Y: Yes apply; N: Not applicable – Source: Bloomberg
While the recovery of the global economy is fragile and Covid-19 is sure to leave scars on both employers and workers, it is likely that monetary policy globally will will remain super loose for the next few years, even if that means the central banks forcefully uplift the market or trigger an escalation in prices.
This outlook has been highlighted through the Fed’s recent decision to allow inflation to exceed the 2% target in the future if necessary to compensate for inflation below target.
This week, the Fed, Bank of Japan (BoJ) and Bank of England (BoE) all have regular monetary policy meetings, and investors are wary of the possibility of any credit. What more creative measures can the policy-making body take?
“The Corona virus crisis has many times more devastation than the 2008 financial crisis,” said Steve Barrow, Head of Forex Strategy at Standard Bank. “There are all kinds of reasons to believe that it will take a long time, and perhaps much longer than the post-financial crisis, for the time to tighten monetary policy.”

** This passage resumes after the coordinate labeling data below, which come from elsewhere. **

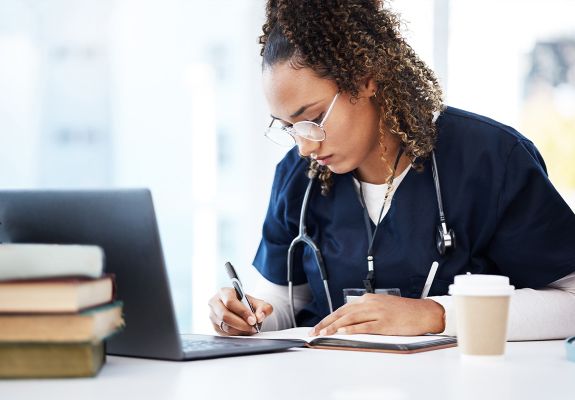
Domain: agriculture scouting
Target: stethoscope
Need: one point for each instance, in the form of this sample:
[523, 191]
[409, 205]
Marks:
[445, 238]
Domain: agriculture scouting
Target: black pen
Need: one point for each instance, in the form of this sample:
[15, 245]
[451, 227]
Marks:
[240, 291]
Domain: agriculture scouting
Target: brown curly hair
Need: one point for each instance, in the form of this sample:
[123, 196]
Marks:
[347, 41]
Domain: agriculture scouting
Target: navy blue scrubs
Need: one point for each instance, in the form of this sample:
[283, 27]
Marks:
[508, 218]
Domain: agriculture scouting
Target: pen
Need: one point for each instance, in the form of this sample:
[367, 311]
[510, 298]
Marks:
[240, 291]
[429, 279]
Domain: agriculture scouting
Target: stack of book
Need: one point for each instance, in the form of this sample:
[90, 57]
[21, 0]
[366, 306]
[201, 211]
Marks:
[57, 307]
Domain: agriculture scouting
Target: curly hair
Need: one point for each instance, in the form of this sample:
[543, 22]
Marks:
[347, 41]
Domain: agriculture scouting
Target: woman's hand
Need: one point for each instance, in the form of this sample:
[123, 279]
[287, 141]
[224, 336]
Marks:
[230, 317]
[384, 315]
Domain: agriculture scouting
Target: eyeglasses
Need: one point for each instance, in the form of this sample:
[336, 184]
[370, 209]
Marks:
[286, 135]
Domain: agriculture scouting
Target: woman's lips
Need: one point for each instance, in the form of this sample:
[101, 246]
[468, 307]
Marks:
[323, 160]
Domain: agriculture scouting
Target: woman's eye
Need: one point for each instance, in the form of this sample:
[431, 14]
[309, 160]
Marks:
[318, 119]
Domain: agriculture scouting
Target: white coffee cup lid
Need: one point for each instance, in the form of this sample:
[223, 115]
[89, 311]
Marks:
[481, 285]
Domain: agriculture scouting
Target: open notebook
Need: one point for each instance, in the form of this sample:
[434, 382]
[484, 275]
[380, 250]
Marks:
[360, 342]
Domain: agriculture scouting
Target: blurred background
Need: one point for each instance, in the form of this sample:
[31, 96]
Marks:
[166, 94]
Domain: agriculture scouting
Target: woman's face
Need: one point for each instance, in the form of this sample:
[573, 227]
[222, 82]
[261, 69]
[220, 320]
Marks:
[352, 131]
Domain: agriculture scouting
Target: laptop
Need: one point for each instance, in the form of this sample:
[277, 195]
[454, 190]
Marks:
[123, 223]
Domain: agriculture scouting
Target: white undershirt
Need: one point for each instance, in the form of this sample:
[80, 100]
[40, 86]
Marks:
[535, 314]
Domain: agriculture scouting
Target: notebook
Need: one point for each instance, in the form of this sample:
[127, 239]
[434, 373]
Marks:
[363, 342]
[123, 223]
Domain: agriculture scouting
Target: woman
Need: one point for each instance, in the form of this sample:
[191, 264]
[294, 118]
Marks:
[377, 124]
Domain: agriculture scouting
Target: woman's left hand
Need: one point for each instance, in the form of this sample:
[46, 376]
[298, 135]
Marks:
[384, 315]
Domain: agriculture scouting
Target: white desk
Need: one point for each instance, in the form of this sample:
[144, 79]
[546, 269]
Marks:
[532, 370]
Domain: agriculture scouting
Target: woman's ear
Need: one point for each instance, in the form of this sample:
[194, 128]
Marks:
[368, 87]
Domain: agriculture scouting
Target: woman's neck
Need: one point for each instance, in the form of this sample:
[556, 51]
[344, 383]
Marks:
[377, 171]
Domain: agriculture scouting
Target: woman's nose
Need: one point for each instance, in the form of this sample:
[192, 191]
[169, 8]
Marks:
[307, 147]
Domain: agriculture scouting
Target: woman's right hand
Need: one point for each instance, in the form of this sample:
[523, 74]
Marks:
[230, 317]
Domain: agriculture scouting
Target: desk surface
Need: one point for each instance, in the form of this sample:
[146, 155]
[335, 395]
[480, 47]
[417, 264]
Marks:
[531, 370]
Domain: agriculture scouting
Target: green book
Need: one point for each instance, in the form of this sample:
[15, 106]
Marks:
[50, 360]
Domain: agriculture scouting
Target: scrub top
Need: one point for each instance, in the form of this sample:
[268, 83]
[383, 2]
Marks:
[507, 217]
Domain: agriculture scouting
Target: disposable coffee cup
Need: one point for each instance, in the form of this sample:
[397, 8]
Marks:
[481, 314]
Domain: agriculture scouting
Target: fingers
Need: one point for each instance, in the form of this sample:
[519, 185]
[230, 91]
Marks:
[262, 309]
[229, 316]
[336, 322]
[226, 308]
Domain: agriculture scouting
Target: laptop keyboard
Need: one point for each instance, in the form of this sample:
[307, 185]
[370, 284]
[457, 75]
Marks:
[196, 344]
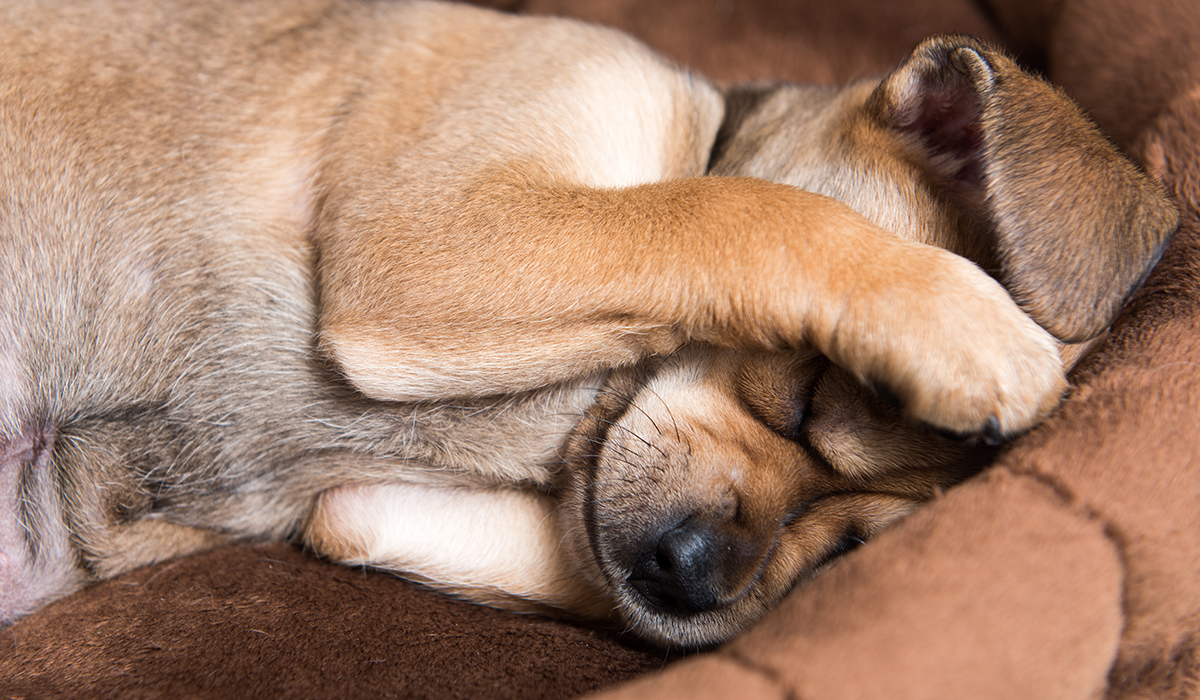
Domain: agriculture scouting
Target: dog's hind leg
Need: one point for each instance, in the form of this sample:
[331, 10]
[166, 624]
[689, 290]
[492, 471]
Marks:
[498, 546]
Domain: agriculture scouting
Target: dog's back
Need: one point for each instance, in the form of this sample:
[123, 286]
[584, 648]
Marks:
[161, 171]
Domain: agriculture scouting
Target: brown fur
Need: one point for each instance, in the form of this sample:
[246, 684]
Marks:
[355, 274]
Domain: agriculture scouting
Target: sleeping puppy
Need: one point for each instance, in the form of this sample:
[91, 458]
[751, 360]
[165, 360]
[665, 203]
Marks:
[449, 292]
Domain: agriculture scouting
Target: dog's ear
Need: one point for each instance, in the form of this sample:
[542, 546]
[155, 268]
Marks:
[1077, 226]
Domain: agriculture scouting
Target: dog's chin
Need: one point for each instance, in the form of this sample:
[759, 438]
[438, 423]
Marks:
[675, 628]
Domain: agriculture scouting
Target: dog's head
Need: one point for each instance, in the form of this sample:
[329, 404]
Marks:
[705, 485]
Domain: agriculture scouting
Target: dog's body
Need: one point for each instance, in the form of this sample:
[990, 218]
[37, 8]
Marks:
[406, 279]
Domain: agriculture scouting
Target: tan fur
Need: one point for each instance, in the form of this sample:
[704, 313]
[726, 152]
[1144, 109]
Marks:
[406, 280]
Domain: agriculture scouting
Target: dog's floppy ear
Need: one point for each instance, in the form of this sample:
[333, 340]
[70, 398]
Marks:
[1077, 226]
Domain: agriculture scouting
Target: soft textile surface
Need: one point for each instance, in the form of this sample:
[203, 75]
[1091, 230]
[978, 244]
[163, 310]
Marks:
[1071, 569]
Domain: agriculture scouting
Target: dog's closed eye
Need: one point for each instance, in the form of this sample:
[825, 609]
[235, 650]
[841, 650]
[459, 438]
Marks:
[778, 390]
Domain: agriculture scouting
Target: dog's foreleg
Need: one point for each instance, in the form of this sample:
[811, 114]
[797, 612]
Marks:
[497, 546]
[522, 282]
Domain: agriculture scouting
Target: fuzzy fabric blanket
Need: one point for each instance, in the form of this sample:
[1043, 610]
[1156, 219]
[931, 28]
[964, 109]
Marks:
[1069, 569]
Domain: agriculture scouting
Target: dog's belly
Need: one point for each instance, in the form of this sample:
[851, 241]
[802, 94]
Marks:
[159, 316]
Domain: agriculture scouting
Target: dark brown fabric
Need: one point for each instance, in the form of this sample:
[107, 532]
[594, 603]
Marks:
[270, 621]
[1072, 569]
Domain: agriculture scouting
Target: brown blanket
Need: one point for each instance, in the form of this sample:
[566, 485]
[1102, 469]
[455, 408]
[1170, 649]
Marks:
[1071, 569]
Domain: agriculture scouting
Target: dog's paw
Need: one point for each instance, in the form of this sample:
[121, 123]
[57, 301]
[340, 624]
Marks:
[954, 350]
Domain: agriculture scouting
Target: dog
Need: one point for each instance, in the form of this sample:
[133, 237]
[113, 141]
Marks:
[516, 307]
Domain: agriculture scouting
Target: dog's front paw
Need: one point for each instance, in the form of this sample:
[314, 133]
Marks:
[954, 350]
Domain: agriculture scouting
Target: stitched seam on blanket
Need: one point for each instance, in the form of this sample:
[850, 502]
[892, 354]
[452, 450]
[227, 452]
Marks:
[768, 672]
[1074, 503]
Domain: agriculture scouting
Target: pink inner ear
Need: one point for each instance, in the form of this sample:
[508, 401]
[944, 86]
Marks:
[15, 558]
[31, 570]
[940, 107]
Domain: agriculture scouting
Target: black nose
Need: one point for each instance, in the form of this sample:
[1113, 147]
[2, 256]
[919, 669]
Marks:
[681, 572]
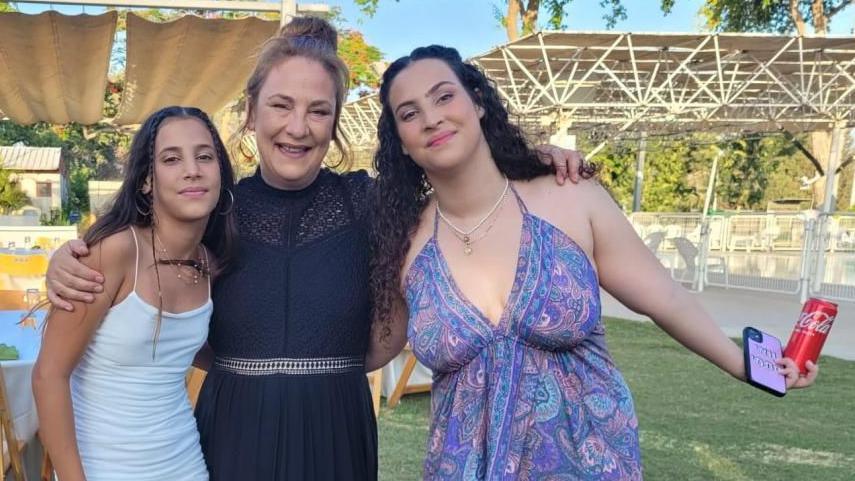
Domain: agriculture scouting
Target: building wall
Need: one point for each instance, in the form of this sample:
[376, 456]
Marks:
[27, 237]
[101, 195]
[28, 181]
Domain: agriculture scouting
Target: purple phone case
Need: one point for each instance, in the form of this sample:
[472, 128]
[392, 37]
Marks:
[760, 366]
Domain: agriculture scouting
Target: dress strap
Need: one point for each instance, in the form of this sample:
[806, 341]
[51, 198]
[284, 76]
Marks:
[436, 220]
[137, 263]
[207, 263]
[522, 205]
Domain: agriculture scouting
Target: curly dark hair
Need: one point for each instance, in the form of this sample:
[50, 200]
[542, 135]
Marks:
[402, 187]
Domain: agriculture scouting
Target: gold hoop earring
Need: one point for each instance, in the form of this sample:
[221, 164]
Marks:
[140, 211]
[231, 205]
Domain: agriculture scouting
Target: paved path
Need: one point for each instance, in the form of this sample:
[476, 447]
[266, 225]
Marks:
[776, 314]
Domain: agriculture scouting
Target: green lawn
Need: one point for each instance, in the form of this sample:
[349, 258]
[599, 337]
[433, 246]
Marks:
[696, 422]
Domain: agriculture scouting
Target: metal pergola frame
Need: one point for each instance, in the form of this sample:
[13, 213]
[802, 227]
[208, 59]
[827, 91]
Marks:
[664, 82]
[667, 83]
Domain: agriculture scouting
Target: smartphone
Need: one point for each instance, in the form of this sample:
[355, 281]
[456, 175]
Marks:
[761, 350]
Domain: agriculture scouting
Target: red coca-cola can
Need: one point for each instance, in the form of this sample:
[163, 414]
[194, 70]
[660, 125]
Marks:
[810, 331]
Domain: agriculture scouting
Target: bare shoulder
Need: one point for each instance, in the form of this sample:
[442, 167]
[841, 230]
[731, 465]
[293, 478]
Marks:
[113, 252]
[423, 233]
[543, 193]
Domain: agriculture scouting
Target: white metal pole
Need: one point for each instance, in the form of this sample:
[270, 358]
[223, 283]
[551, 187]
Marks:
[829, 203]
[639, 173]
[704, 241]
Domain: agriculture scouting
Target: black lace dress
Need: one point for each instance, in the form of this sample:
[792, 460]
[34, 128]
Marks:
[287, 397]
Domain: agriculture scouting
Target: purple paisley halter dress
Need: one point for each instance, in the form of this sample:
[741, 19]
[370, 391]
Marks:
[536, 396]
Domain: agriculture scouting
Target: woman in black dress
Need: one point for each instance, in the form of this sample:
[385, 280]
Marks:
[286, 397]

Debate is “hot” at the moment is whether the need to revive economies will eventually force central banks to act more, and perhaps “co-operate” with government policy. Monetary policy makers now have closer coordination than ever with fiscal policymakers, in contrast to the traditional splitting of these two responsibilities.
Potential moves include direct financing to offset government deficits – a pivotal point in Modern Monetary Theory (MMT), which advocates for the rejection of the idea that there is something scary in debt monetization.
At the present time, policymakers are wary of such measures, but they are no longer afraid to push the measures they are applying to their peak.
Bank of America Global Research economists emphasized that, by the end of July this year, central banks had cut interest rates 164 times in just 147 days and pledged to pump $ 8.5 trillion into the global economy.
According to data from JPMorgan Chase bank, the average global interest rate is currently only 1%, and the average interest rate in developed countries in general has dropped below 1% for the first time.
The Fed, for example, responded to the pandemic with policies similar to 2008, but much faster and much further away. The Fed lowered the reference rate to almost zero and resumed buying in government bonds, while expanding its emergency lending powers to support municipalities, SMEs, and enterrpises.
The Fed’s balance sheet size is now at $ 7 trillion, compared with $ 4 trillion in January and an old peak of $ 4.5 trillion in 2015.
Increasing the size of the balance sheet of the Central Bank of Japan (BoJ), the US Federal Reserve (FED) and the European Central Bank (ECB) from 2000 to present. Unit: trillion USD – Source: Bloomberg.
So far, the Fed is still against the idea of lowering interest rates below zero – something the ECB and BoJ did many years ago – out of fear of causing turmoil in the banking system and upsetting MPs.
ECB really strengthened its policy in March this year by applying super-low interest rates, even lower than the reference rate, for banks that use money to finance real economy.
The central banks of Australia, New Zealand, and India are learning to control the Japanese yield curve with policies that intentionally influence certain maturity bond yields.
As for the types of assets central banks are willing to buy, there has been a huge shift far beyond America’s borders. Australia, New Zealand, and Canada all bought government bonds this year for the first time, and Canada is even buying corporate bonds. The central banks of Korea and Sweden have started buying corporate bonds and commercial paper.
In addition, more central banks are also pursuing policy-oriented measures, in which they commit to keep the policy loosened for a certain period of time to reinforce the confidence of investors and consumers and business.
“When the anomaly becomes the new normal, the central banks also face new challenges,” said chief economist Tom Orlik of Bloomberg Economics.
“Once the stimulus measures at the very strong level have been effective, it becomes even more difficult to withdraw them. The first signs of a rise in inflation will be a test. Mission concerns have pushed central banks into the realm where the fiscal policy coordination raises questions about the independence of the central bank, ”acknowledged expert Tom Orlik.